E mesmo num país que, oficialmente, reconhece e celebra a diversidade dos povos indígenas, a relação que grande parte do poder público e, sobretudo, dos grupos econômicos estabelece com os povos originários ainda parte da ideia de que eles são índios.
Índios são aqueles que podem morrer de fome e desnutrição. Índios são os que devem viver de tanga na floresta. Índios são mencionados duas ou três vezes na formação dos cidadãos e cidadãs brasileiros que ficam 11 anos na escola. Índios tem suas lideranças políticas sistematicamente assassinadas nas disputas por terra, sem que isso gere revolta de médio alcance ou incômodos mais profundos dentro do poder público. Índios não estão tendo suas terras demarcadas da forma devida, para que essa mesma terra vire pasto ou plantação de soja pra gado.
Índios são aqueles com os quais não temos nada a perder ou a aprender; e esse talvez seja nosso maior erro.

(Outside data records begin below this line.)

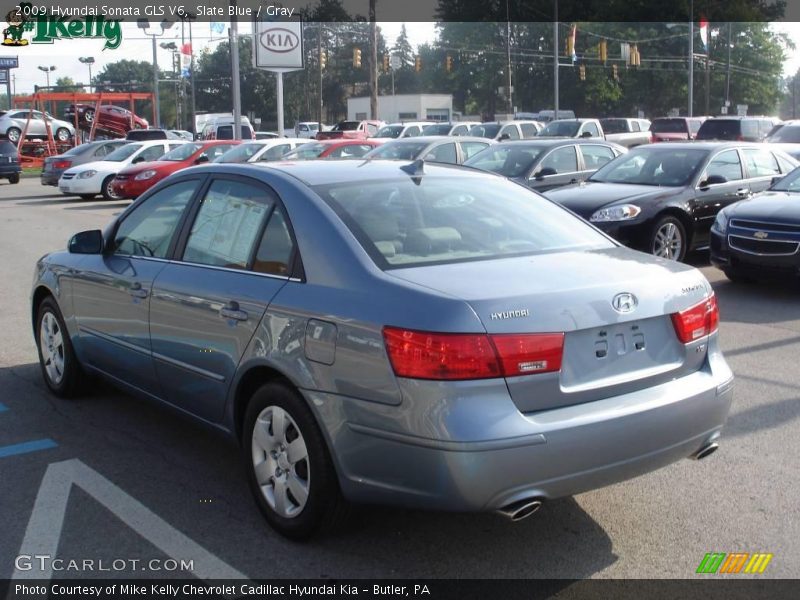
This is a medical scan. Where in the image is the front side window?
[743,148,781,177]
[183,179,274,269]
[704,150,742,181]
[114,179,199,258]
[539,146,578,173]
[315,175,613,269]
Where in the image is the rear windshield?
[600,119,628,133]
[464,144,545,177]
[648,119,688,133]
[331,121,361,131]
[315,176,613,269]
[767,125,800,144]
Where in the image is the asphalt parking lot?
[0,179,800,579]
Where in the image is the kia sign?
[253,20,303,72]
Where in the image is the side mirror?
[533,167,558,181]
[67,229,103,254]
[699,175,728,189]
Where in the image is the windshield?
[767,125,800,144]
[214,144,264,162]
[282,143,328,160]
[648,119,688,133]
[372,125,405,138]
[589,144,709,187]
[103,144,143,162]
[331,121,360,131]
[600,119,628,133]
[769,167,800,194]
[422,123,453,135]
[539,121,581,137]
[464,145,544,177]
[315,177,613,269]
[469,123,502,139]
[366,141,430,160]
[158,144,202,161]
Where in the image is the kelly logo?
[696,552,772,575]
[3,2,122,50]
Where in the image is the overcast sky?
[7,22,800,94]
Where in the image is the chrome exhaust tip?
[497,498,542,521]
[692,442,719,460]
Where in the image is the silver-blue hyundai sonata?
[32,161,733,538]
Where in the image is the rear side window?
[744,148,781,177]
[706,150,742,181]
[315,176,613,269]
[183,180,274,269]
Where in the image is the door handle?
[128,281,147,298]
[219,300,248,321]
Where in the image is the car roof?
[200,159,497,186]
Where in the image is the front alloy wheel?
[650,217,686,261]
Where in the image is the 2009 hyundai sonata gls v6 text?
[32,161,733,537]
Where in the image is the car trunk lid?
[390,248,708,412]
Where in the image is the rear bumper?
[306,336,733,511]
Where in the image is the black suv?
[695,117,780,142]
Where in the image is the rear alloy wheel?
[6,127,22,144]
[242,383,346,539]
[36,297,85,398]
[101,175,122,200]
[650,217,686,262]
[56,127,72,142]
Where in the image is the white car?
[214,138,308,163]
[58,140,189,200]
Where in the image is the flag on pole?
[700,17,708,52]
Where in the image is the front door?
[150,177,294,422]
[72,178,201,396]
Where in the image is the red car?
[316,121,384,140]
[281,138,388,161]
[64,104,150,135]
[111,140,239,198]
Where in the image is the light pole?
[136,19,172,127]
[78,56,94,94]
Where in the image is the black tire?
[34,296,86,398]
[100,175,122,200]
[55,127,72,142]
[242,382,349,540]
[6,127,22,144]
[648,215,689,262]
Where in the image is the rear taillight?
[383,327,564,380]
[671,294,719,344]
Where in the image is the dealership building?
[347,94,453,123]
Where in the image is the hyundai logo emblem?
[611,292,639,313]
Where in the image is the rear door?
[150,176,294,422]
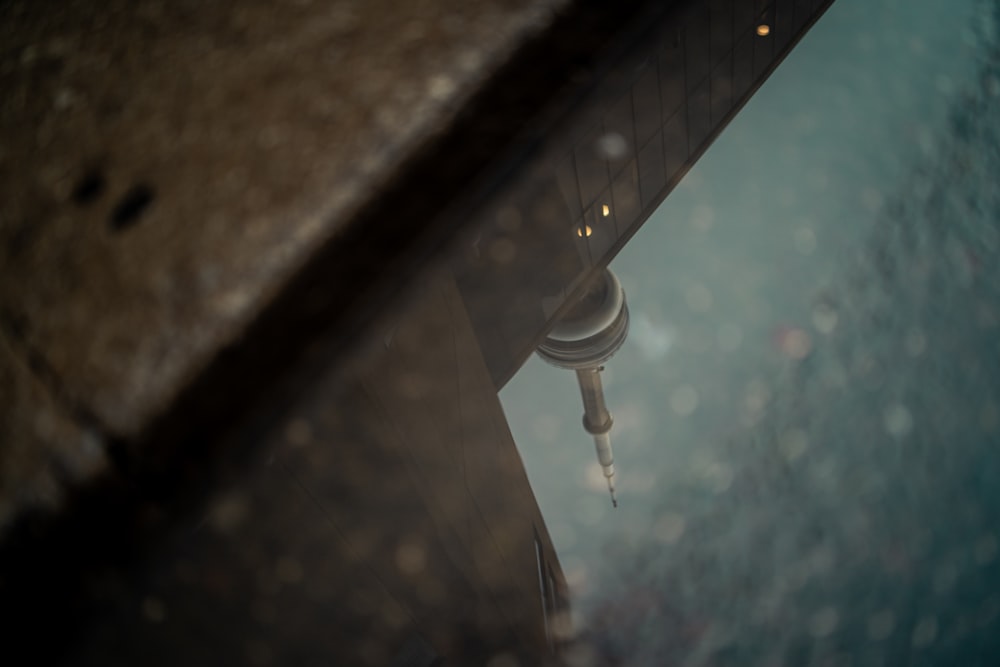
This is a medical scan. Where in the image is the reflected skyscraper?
[538,269,629,507]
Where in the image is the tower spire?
[538,269,629,507]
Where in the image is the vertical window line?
[532,526,553,650]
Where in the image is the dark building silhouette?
[0,0,830,667]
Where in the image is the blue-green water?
[503,0,1000,665]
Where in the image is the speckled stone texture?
[0,0,561,435]
[0,0,563,528]
[0,332,106,534]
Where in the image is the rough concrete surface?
[0,0,562,437]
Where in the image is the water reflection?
[502,0,1000,665]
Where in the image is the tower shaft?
[576,367,618,507]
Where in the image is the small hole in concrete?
[111,183,155,232]
[73,171,104,206]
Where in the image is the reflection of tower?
[538,269,628,507]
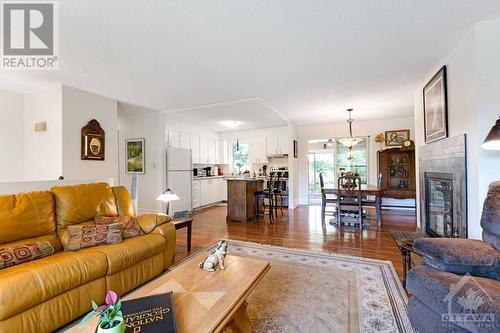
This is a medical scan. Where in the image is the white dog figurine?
[199,240,227,272]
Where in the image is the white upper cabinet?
[248,137,267,163]
[167,129,180,148]
[278,135,289,154]
[219,139,230,164]
[206,139,217,164]
[200,136,208,164]
[191,135,200,164]
[179,132,191,149]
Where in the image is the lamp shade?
[156,188,180,202]
[481,119,500,150]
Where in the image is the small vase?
[97,318,125,333]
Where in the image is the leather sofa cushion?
[413,238,500,280]
[52,183,118,234]
[79,233,166,275]
[406,265,500,329]
[137,214,172,234]
[0,251,107,320]
[483,229,500,251]
[0,191,56,244]
[112,186,135,217]
[481,181,500,238]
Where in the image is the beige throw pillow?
[64,223,123,251]
[95,215,145,239]
[0,241,54,269]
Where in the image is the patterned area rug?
[215,241,415,333]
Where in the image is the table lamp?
[156,188,180,215]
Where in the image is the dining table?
[323,184,382,226]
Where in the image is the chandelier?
[339,109,363,150]
[339,109,363,161]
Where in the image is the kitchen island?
[226,177,264,222]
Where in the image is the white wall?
[23,85,63,181]
[297,115,415,205]
[288,124,298,209]
[0,91,24,182]
[118,103,166,211]
[61,86,118,179]
[415,20,500,239]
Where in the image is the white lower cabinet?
[192,180,201,208]
[208,178,219,203]
[218,178,227,201]
[200,179,210,206]
[193,178,227,208]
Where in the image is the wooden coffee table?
[65,248,271,333]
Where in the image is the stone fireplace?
[419,135,467,238]
[424,172,458,237]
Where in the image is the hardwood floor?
[175,206,416,279]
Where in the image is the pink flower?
[95,305,108,311]
[106,290,118,305]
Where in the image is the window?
[232,143,252,173]
[336,138,368,184]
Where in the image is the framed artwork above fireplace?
[424,66,448,143]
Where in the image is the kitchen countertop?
[193,176,226,180]
[226,177,266,182]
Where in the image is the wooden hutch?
[378,148,416,199]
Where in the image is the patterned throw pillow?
[64,223,123,251]
[95,215,144,239]
[0,241,54,269]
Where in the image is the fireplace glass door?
[425,173,453,237]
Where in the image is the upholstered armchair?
[407,181,500,333]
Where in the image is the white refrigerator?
[167,147,193,215]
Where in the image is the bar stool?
[254,172,274,224]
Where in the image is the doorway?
[308,139,335,205]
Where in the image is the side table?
[390,231,425,289]
[172,219,193,252]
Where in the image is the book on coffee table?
[121,292,177,333]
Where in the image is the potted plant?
[80,290,125,333]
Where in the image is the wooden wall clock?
[82,119,105,161]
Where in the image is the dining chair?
[254,172,275,224]
[319,172,337,221]
[270,172,284,218]
[337,174,363,230]
[361,173,382,225]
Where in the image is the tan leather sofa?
[0,183,175,333]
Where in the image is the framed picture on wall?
[125,139,146,173]
[424,66,448,143]
[81,119,106,161]
[385,129,410,147]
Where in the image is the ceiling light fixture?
[221,120,241,128]
[339,109,363,160]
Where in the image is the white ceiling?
[165,98,288,132]
[0,0,500,127]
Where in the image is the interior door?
[308,150,335,204]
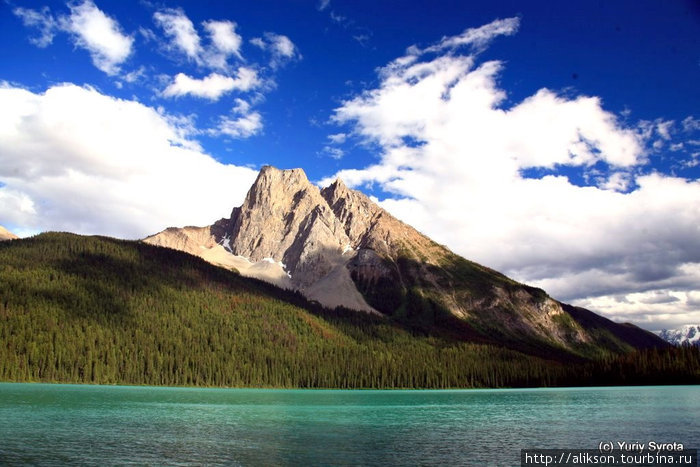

À despeito de uma luta que começou em 22 de abril de 1500, o Brasil segue celebrando o dia do índio, com a mesma coerência com a qual estereotipa, humilha e mata os povos indígenas... e no final das contas, nenhum dia e dia de índio.
--
Mestre e doutora em História Social pela USP, Ynaê Lopes dos Santos é professora de História das Américas na UFF. É autora dos livros Além da Senzala. Arranjos Escravos de Moradia no Rio de Janeiro (Hucitec 2010), História da África e do Brasil Afrodescendente (Pallas, 2017), Juliano Moreira: médico negro na fundação da psiquiatria do Brasil (EDUFF, 2020) e Racismo brasileiro: Uma história da formação do país (Todavia, 2022), e também responsável pelo perfil do Instagram @nossos_passos_vem_de_longe.
O texto reflete a opinião da autora, não necessariamente a da DW.